Confusing messages at a cramped camp
At the Roj camp, tucked in Syria’s northeastern corner near the border with Iraq, the Australian women who had expected to travel home refused to speak to The Associated Press on Wednesday.
One of the women, Zeinab Ahmad, said they had been advised by an attorney not to talk to journalists.
A security official at the camp, Chavrê Rojava, said that family members of the detainees — who she said were Australians of Lebanese origin — had traveled to Syria to arrange their return. They brought temporary passports that had been issued for the would-be returnees, Rojava said.
“We have no contact with the Australian government regarding this matter, as we are not part of the process,” she said. “We have left it to the families to resolve.”
Rojava said that after the group had departed the camp to travel to Damascus, they were contacted by a Syrian government official and warned to turn back. The families were “very disappointed” upon returning to the camp, she said.
“We recently requested that all countries and families come and take back their citizens,” Rojava said.
She added that Syrian authorities do not want to see a “repeat of what happened in Al-Hol camp” — a much larger camp, also in northeastern Syria that once housed tens of thousands of people, mostly women and children, with alleged ties to Daesh.
Last month, during fighting between Syrian government forces and the Kurdish-led Syrian Democratic Forces, which had controlled Al-Hol, guards abandoned their posts and many of the camp’s residents fled.
That raised concerns that Daesh members would regroup and stage new attacks in Syria.
The Syrian government then established control of Al-Hol and has begun moving its remaining residents to another camp in Aleppo province. The Kurdish-led force remains in control of Roj camp and a ceasefire is now in place.

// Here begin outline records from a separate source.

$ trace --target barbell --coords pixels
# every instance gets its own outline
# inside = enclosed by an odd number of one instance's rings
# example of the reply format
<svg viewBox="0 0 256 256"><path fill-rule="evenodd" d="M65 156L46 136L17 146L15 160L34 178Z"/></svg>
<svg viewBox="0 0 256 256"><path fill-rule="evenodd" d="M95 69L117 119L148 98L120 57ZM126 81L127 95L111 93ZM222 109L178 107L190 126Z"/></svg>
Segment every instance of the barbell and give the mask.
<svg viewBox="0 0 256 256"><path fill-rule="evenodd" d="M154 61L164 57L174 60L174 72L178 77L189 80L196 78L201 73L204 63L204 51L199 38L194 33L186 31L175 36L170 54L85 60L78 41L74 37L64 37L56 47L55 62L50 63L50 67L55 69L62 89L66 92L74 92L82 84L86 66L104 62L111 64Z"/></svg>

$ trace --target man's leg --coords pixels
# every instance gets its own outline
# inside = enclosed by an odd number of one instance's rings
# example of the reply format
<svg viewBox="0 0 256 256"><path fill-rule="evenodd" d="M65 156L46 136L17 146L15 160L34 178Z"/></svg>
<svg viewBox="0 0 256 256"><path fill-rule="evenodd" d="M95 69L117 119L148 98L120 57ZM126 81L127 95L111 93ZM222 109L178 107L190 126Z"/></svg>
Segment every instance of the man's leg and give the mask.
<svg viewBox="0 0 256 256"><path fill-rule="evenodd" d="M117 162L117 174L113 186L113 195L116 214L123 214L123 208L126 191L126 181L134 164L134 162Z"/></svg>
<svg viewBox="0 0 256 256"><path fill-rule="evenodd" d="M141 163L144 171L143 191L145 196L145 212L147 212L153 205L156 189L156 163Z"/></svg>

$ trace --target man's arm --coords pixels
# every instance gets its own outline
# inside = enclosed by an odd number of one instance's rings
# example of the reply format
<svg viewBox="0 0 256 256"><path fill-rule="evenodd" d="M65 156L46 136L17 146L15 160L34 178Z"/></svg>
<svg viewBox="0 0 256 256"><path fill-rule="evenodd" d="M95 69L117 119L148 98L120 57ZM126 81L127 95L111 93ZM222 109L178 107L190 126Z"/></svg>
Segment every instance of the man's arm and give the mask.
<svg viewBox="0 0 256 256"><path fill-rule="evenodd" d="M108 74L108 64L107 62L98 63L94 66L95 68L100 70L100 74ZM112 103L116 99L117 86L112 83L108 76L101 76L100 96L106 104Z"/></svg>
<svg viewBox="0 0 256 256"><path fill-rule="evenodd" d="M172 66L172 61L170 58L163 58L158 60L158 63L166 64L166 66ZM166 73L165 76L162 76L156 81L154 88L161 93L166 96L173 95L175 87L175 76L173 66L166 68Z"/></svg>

The thorny issue of repatriating Daesh-linked foreign citizens
Former Daesh fighters from multiple countries, their wives and children have been detained in camps since the militant group lost control of its territory in Syria in 2019. Though defeated, the group still has sleeper cells that carry out deadly attacks in both Syria and Iraq.
Australian governments have repatriated Australian women and children from Syrian detention camps on two occasions. Other Australians have also returned without government assistance.
Australia’s Prime Minister Anthony Albanese on Wednesday reiterated his position announced a day earlier that his government would not help repatriate the latest group.
“These are people who chose to go overseas to align themselves with an ideology which is the caliphate, which is a brutal, reactionary ideology and that seeks to undermine and destroy our way of life,” Albanese told reporters.
He was referring to the militants’ capture of wide swaths of land more than a decade ago that stretched across Syria and Iraq, territory where Daesh established its so-called caliphate. Militant from foreign countries traveled to Syria at the time to join the Daesh. Over the years, they had families and raised children there.
“We are doing nothing to repatriate or to assist these people. I think it’s unfortunate that children are caught up in this, that’s not their decision, but it’s the decision of their parents or their mother,” Albanese added.